Edelstein: Abbas looking for excuses not to talk

Minister for public diplomacy and Diaspora affairs tells 'Post' PA president "not ready to recognize our right to exist."

Yuli Edelstein 311 (photo credit: Marc Israel Sellem / The Jerusalem Post)
Yuli Edelstein 311
(photo credit: Marc Israel Sellem / The Jerusalem Post)
Palestinian Authority President Mahmoud Abbas is looking for any excuse to avoid holding negotiations with Israel, charged Israel’s Minister for Public Diplomacy and Diaspora Affairs, Yuli Edelstein (Likud).
He spoke with The Jerusalem Post on Sunday in New York where he had been to help Israel lobby against Palestinian unilateral moves at the United Nations.
“His [Abbas’] desperate desire to somehow get away from negotiations just shows once again that he is not ready to recognize the State of Israel as the state of the Jewish people,” said Edelstein. “He is not ready to recognize our right to exist, and definitely is not ready – and capable – of making any compromises.
“That is why he is looking for every possible pretext to avoid sitting down with Prime Minister Netanyahu and starting talks,” Edelstein continued.
Last Friday, Edelstein said, he had gone into the room of the UN General Assembly debate to hear Abbas make is appeal to the international community for international statehood.
But shortly into the speech, he got so upset by Abbas’ words that he walked out.
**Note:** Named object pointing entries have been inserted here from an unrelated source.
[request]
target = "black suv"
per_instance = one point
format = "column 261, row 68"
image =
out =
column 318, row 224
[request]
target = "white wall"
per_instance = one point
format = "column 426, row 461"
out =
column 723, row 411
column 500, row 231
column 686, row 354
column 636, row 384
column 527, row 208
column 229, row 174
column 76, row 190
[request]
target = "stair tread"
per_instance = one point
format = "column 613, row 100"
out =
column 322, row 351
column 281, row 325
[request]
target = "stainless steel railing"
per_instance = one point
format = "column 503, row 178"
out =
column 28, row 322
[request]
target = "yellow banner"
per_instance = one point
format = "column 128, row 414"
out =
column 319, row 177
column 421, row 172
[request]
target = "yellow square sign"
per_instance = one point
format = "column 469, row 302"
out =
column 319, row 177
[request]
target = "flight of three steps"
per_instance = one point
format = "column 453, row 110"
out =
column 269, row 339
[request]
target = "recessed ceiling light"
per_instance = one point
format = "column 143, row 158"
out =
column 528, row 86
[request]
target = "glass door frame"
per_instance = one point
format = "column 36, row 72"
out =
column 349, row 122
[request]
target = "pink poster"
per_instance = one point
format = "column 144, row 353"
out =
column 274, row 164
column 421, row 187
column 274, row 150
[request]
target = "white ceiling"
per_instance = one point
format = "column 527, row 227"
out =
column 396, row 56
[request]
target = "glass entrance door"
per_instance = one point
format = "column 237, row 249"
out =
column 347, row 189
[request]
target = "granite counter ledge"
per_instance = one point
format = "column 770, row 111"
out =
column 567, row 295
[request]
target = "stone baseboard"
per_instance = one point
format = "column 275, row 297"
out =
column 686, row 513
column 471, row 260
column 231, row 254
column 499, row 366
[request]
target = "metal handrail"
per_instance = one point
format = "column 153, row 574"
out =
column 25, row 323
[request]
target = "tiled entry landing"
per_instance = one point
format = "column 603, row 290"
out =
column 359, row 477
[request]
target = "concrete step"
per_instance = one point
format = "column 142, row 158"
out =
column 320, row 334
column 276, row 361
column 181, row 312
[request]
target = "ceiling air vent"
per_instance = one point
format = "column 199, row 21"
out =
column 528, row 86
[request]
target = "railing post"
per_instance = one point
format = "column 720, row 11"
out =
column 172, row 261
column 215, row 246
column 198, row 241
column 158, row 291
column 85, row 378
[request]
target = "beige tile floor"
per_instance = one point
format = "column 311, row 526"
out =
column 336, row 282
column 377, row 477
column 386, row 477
“I was naively hoping that there would be some new messages, some window of opportunity for future negotiations,” said Edelstein. “I was actually taking notes,” but, he added, after “three or four minutes, I realized that the main message was that that Israeli soldiers deliberately killed Palestinian children and that settlers are malicious and imported by the Israeli government in order to chase the Palestinians.”
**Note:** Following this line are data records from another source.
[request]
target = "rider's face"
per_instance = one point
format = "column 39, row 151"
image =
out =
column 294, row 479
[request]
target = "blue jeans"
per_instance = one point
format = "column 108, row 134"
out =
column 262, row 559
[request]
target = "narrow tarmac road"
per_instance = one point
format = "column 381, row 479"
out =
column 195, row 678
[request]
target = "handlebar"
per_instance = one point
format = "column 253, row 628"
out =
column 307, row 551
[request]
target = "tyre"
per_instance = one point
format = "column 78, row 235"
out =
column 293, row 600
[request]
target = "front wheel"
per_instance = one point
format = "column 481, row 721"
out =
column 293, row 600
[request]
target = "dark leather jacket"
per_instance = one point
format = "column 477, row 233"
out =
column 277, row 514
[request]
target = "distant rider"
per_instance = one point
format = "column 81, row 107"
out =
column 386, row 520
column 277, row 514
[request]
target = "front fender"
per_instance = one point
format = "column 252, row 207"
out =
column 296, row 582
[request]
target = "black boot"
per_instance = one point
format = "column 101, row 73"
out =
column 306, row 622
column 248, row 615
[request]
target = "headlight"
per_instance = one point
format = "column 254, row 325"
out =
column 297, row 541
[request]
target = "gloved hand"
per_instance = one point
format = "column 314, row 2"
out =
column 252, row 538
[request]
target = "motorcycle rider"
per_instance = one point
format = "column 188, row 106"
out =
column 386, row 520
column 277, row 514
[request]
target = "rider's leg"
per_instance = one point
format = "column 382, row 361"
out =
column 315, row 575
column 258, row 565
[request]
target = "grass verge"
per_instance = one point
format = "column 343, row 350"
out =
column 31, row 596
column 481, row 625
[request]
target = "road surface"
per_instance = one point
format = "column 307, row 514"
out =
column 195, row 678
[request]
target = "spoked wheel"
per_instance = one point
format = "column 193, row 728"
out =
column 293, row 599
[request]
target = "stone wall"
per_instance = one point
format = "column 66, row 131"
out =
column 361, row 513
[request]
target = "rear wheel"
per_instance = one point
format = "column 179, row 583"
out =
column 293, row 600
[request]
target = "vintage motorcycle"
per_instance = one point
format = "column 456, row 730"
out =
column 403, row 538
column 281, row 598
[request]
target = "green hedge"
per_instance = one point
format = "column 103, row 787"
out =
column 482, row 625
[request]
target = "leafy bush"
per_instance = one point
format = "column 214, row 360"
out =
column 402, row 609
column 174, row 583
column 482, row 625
“I had heard enough, and I had to leave the hall,” he continued. “The spirit of Abu Mazen’s [Abbas] speech is like going back in a time machine some 30 years ago. It was like hearing all the Palestinian propaganda of the 70s.”
Edelstein added that he did not believe that Abbas was in the proper state of mind to negotiate, particularly in light of comments that he had made regarding possibly canceling the 1993 Oslo Accord with Israel.
“I would not mind changing some things in the Olso [Accord], I was never a great supporter of it,” he said.
As he prepared to head back to Israel, he said that it appeared as if the Palestinian unilateral bid for statehood at the United Nations had ended in failure.
“I think that it is quite clear that we gained enough international support,” he said. “Many prominent world leaders said loud and clear to the Palestinians that the road to peace goes through Ramallah and Jerusalem – and not through New York and the United Nations,” Edelstein said.
“That was exactly our message,” he added.